Two, and this is not something that follows from the bugs I found and patched, but more of a realization. Yes. User-agent sniffing is evil, bad, unsophisticated, inelegant, an oft-overused, misleading band-aid. But, user-agent sniffing does serve a purpose. Snuffing out browser-specific bugs that cause rendering anomalies – while a fix is being worked on or thought up – is laughably easy when you allow yourself to leverage user-agent information, despite the heaps of advise on how user-agent detection is evil. Under the right circumstances, even goto and On Error Resume Next have useful applications.

That’s not to say you should patch all the things over with a user-agent-sniffing self-!important rule and call it a day. It’s a tool, like any other. You may use it, but you should always ping your best judgement first. It may be a good idea to have a hacks.css stylesheet where you keep track of every single awful hack your site leverages, so that you can readily identify them all, and slowly pluck them away from your site as you find more engineeringly-sound solutions.
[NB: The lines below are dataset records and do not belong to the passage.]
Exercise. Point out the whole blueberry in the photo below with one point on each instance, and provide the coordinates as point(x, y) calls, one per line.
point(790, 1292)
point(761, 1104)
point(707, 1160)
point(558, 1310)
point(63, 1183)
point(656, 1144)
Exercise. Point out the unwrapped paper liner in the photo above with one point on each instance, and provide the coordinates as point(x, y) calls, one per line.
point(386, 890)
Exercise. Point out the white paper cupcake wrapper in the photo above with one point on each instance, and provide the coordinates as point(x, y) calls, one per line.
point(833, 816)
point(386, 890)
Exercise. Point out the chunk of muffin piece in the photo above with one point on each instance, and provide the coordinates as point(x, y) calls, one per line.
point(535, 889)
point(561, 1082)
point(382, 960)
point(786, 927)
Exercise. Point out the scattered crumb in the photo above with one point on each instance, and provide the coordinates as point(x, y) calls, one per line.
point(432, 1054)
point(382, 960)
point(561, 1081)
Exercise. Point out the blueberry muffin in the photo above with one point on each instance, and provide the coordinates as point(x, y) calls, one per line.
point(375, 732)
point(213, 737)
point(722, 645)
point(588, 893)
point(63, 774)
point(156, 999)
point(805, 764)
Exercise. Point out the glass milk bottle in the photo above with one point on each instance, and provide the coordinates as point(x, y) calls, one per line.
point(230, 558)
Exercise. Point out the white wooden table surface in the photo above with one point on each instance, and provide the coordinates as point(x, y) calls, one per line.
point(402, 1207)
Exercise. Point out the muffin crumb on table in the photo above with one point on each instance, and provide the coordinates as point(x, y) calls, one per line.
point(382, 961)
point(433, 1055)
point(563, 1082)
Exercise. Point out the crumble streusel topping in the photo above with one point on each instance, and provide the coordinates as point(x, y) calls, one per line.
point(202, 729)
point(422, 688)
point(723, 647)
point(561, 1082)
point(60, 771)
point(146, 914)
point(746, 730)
Preferrably, ones that don’t include the made-up word: engineeringly.

So, Native Mobile Apps?

Well, yes. If all you care about is optimal developer productivity, you’ll never ever attain that in web development. That’s the price you pay for having an application that runs on the world’s largest runtime platform, that’s able to fend off against half a dozen rendering bugs and still display a somewhat usable experience to the humans visiting your corner of the internet. That’s the price you pay for not having gated access, for not having to deal with arbitrary rules imposed upon you whenever you publish an update to your application, for having a choice when it comes to where and how your application can run.

And, no. Do not give me that bullshit about Android or iOS being easier to develop for because they’re single platforms. Nothing is stopping you from sniffing user-agents, developing for a single browser, and blocking all the rest with a big fat “Your browser is not supported” notice, as bad as that’d be. How is that any different from developing for a single mobile operating system? Well, it’s different in that at least on the web you don’t have to put up with App Stores, a proprietary API, breaking changes, or licensing fees.

So, native mobile apps? No. Not fucking native.